In the Easthampton office at 6 Campus Lane, “you walk through the door and see Sally — or Michelle” in the Florence office at 63 Main St., she said Friday in an interview at the Easthampton location. Brough says the daily face-to-face interactions she and her staff have with their customers — neighbors and friends — is what selling insurance is all about.
Brough said unlike some other agencies or online insurance companies, Finck & Perras still take claims and cash payments in the office.
She says staff are willing — and happy — to sit with customers during what can be stressful claims filing.
Friday afternoon, for example, a customer stopped by the Campus Lane office to make a claim.
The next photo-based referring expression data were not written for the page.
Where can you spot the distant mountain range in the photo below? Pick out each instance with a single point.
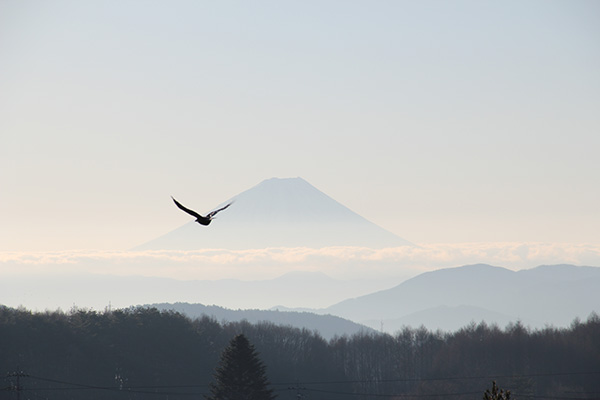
(328, 326)
(278, 213)
(453, 297)
(445, 299)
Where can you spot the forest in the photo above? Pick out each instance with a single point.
(144, 353)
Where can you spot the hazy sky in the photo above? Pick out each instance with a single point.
(441, 121)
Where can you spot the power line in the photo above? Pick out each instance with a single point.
(408, 380)
(169, 389)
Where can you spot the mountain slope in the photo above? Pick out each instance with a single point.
(279, 213)
(547, 294)
(328, 326)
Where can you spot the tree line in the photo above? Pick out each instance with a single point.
(144, 353)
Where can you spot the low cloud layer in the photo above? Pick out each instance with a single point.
(338, 262)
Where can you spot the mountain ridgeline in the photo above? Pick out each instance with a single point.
(450, 298)
(142, 353)
(277, 212)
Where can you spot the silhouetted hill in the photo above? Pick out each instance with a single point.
(543, 295)
(278, 213)
(328, 326)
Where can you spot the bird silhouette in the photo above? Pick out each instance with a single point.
(202, 220)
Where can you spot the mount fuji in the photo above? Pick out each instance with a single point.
(278, 212)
She had no appointment, but when she asked to speak with her agent, receptionist Sally Casey was happy to help. “Sure, she’ll be right with you,” Casey pleasantly replied.
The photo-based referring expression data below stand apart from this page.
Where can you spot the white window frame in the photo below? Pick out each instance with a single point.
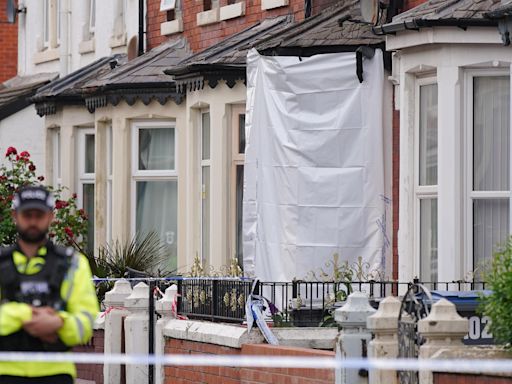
(109, 182)
(167, 5)
(51, 24)
(237, 159)
(149, 175)
(204, 164)
(421, 192)
(56, 158)
(58, 26)
(468, 194)
(46, 23)
(92, 16)
(84, 178)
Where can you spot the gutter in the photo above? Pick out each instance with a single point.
(417, 24)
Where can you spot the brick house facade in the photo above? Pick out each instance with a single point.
(8, 45)
(201, 37)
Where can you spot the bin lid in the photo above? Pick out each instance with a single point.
(459, 295)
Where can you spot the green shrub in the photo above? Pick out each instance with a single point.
(70, 224)
(498, 305)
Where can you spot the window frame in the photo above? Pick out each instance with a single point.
(85, 178)
(469, 195)
(109, 163)
(46, 23)
(56, 157)
(164, 6)
(92, 16)
(237, 159)
(159, 175)
(421, 192)
(204, 164)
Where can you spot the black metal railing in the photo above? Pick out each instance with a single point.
(297, 303)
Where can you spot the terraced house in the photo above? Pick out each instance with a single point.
(147, 121)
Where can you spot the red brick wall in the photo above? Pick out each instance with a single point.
(455, 378)
(200, 38)
(8, 45)
(92, 372)
(285, 375)
(196, 375)
(395, 186)
(230, 375)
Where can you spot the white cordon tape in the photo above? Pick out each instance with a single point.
(253, 361)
Brough bought the agency from founders Roger and Joanne Finck and Richard Perras in a deal that closed Jan. 1. The company’s 27 local employees — including her husband, Pat Brough, serve “well over” 10,000 customers, according to Brough.
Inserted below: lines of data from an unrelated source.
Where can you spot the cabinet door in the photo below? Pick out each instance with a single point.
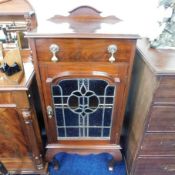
(84, 101)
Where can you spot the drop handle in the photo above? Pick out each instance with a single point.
(49, 112)
(112, 49)
(54, 48)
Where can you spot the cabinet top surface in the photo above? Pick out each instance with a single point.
(83, 22)
(160, 61)
(15, 7)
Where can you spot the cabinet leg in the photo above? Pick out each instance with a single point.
(3, 170)
(55, 164)
(32, 140)
(111, 164)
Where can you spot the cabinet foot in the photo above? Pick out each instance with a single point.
(3, 170)
(111, 164)
(55, 164)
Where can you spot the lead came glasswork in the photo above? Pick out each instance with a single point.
(83, 108)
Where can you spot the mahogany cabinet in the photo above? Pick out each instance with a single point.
(83, 73)
(20, 140)
(151, 138)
Her business philosophy is one she learned years ago from Perras: the insurance business is “all about building relationships,” Brough said. “You want to be in front of the customer or on the phone with the customer as much as possible.”
Roger Finck and Perras retired in December, while Joanne Finck remained on as company vice president, running the Florence office.
Brough, 43, was born and raised in Easthampton, where she lives today on Briggs Street with her husband and their two children, Joe, 14, and Katie, 11.
After leaving the Valley to study at Simmons College in Boston she returned after graduation to take a job as a teller at Easthampton Savings Bank.
In 1994, she was hired by Perras at the former Gifford and Perras Agency on Campus Lane. Though she had no experience selling insurance, Brough took the job as a customer service representative, where discovered she loved the work.
“I couldn’t wait for the day that I would have files on my desk when I left the office,” she recalled of her start in the business.
Brough credits two longtime employees with teaching her the business “from the bottom up.” One of those women, Norma Gillett, still works at the agency as personal insurance line processor.
A few years after she was hired, Brough was promoted to office manager. She had no experience bookkeeping, but liked the idea of trying something new in the office.
“I’m slightly ambitious,” she said. “It’s hard for me to work without having a hand in everything.”
In 2001, Gifford and Perras merged with G.A. Finck & Son of Florence to become Finck & Perras. Three years after that, Brough became a partner.
Brough downplays her decision to buy the business, and declines to say how much she paid for it. She prefers to think of herself as part of a big team.
“I never believe an organization is about one person,” she said.
During the microbust that hit Mount Tom in October, Brough said her husband, Pat Brough, 44, was on the street with Pam Judd, a claims representative, reaching out to talk to homeowners who had been hit by the storm.
“They couldn’t believe that we were there,” Pat Brough said in an interview in the office Friday. He does marketing for the company and works in commercial insurance for the agency. From the front stoops of homes damaged by the storm, Brough and Judd initiated claims for customers who were too overwhelmed to even think about making a call.
Gen Brough believes that commitment to compassionate customer service is integral to her firm’s mission.
“It takes a certain kind of person to do customer service,” she said.
She said she is pleased with the staff, some of whom have worked for the company for 40 years. Out of the two dozen employees, she said, “there’s not one weak link.”
She credits them with the success of the business.
“I get to do what I do because of the people here,” she added.
Brough said she can’t imagine being in another field. She was always a numbers person, she said, so insurance was a natural fit. She says she also likes that she’s helping people in their time of need by protecting their assets.
Though as president Brough mostly deals with sales plans, budgets and big-picture matters, she said a large part of her job remains interacting with customers.
When they are old enough, Brough said she expects her children to work in the office — because that’s the kind of business she bought.
“I basically took over a family business,” she said. “I would love to see this continue as a family business with my kids.”